Relative Deprivation in the World of Medicine - Wellness Section Newsletter, March 2014

Saleen Manternach, MD, FACEP

“There are two kinds of people, those who do the work and those who take the credit. Try to be in the first group; there is less competition there.”--‐ Indira Gandhi

As Emergency Medicine physicians we are the first group – we understand that we just need to get it done. We rarely get accolades, but trudge on because we are warriors. But sometimes, a feeling of wanting interferes. Until a few months ago, I had never heard the term “relative deprivation,” or even known that I, at times, suffer from this condition.1

Simply, it means to compare yourself to others who are relative or similar to you rather than to the general population (and to feel inferior). For example, when you completed your undergraduate education, you were most likely at the top of your class. However, once you entered medical school and surrounded yourself with others at the top of their respective classes, you started doubting your intelligence and wondered whether the admissions committee read your MCAT scores incorrectly.

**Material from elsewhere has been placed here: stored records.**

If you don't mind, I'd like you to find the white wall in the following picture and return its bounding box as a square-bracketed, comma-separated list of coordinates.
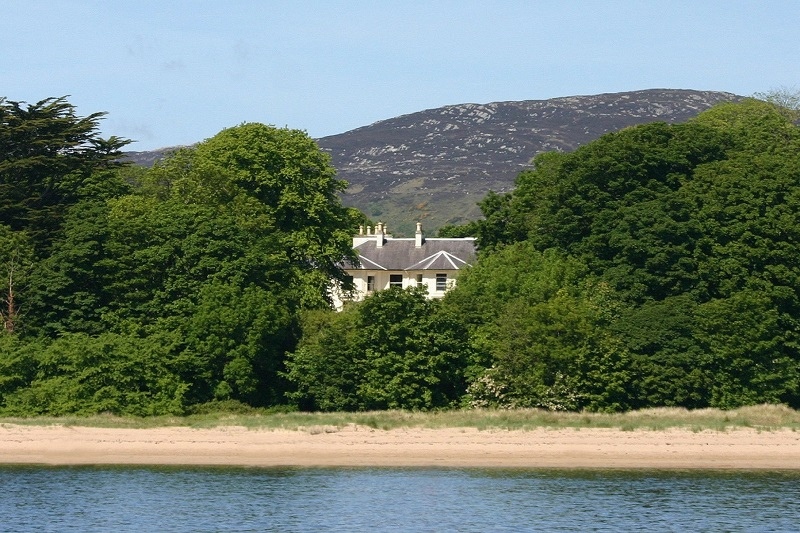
[330, 270, 458, 311]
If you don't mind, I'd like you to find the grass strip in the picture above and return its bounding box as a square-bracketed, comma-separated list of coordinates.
[1, 404, 799, 432]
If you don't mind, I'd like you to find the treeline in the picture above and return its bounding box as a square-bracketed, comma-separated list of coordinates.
[1, 96, 799, 415]
[0, 96, 360, 415]
[442, 98, 800, 410]
[289, 97, 800, 412]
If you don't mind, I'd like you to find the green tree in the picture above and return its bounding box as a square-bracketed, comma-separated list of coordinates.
[171, 281, 294, 406]
[0, 120, 361, 414]
[285, 287, 475, 411]
[0, 96, 130, 252]
[695, 291, 799, 408]
[35, 122, 357, 330]
[25, 198, 120, 335]
[284, 307, 363, 411]
[0, 334, 43, 406]
[442, 243, 591, 330]
[611, 296, 708, 408]
[463, 99, 800, 410]
[0, 225, 34, 334]
[472, 190, 527, 252]
[355, 287, 472, 410]
[190, 123, 358, 305]
[0, 331, 187, 416]
[94, 124, 357, 407]
[445, 243, 636, 411]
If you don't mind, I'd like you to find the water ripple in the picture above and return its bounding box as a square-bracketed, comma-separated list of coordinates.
[1, 467, 798, 532]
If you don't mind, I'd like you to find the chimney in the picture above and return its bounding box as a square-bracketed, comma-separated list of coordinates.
[353, 225, 371, 247]
[415, 222, 424, 248]
[376, 222, 384, 248]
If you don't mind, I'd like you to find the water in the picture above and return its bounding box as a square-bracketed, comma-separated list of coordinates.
[1, 467, 798, 532]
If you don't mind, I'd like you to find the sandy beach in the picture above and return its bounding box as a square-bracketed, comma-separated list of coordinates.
[1, 424, 799, 469]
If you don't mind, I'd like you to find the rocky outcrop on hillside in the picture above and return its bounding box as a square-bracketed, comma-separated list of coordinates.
[316, 89, 740, 233]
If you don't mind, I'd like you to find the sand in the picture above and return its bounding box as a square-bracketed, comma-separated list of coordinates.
[1, 424, 799, 469]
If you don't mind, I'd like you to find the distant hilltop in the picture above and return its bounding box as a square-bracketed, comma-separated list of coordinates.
[126, 89, 742, 234]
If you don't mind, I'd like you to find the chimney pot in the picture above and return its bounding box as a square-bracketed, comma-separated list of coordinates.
[376, 221, 384, 247]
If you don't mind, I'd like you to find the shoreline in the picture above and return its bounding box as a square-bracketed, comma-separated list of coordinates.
[2, 424, 800, 469]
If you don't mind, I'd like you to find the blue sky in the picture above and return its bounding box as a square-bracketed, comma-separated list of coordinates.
[3, 1, 798, 151]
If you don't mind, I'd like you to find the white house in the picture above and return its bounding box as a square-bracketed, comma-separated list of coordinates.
[331, 222, 477, 310]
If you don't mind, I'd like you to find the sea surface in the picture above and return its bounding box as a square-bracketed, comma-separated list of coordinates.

These feelings are a normal part of human nature. Some theories suggest that relative deprivation may at times motivate us to strive for better results and to make change. Then again, if this “condition” is left unchecked, it can lead to low self-esteem, resentment, and feelings of inadequacy. This can be harmful to our souls as humans and physicians. As Emergency Physicians, we are expected to think on our feet – there is no time to hesitate. Being held to unattainable standards of perfection while bearing witness to human misery and mortality can be crippling. Some days your best is just not good enough.

Because you are not aware of similar trials and tribulations of your colleagues, you may feel ashamed or incompetent. You try to embrace collegial suggestions in the spirit of betterment and learning, but start doubting yourself and your abilities. The next shift looms. Your clouded self – judgment is harsher than it should be. In the spirit of wellness this year, let us make a conscious effort to remember that we all bring a unique set of skills and qualities to our patients and to the practice of medicine. We have all worked hard to become physicians --‐ healers. At times it may be difficult to recognize our highly specialized talents (because we are surrounded by high achieving colleagues with similar talents and skills), it is helpful to step back once in a while and reflect. As we try to navigate the ever--‐changing medical landscape, let us remember that not everyone can do what we do. We are everyday heroes.

1. I learned about it after reading Malcolm Gladwell’s book “David and Goliath.”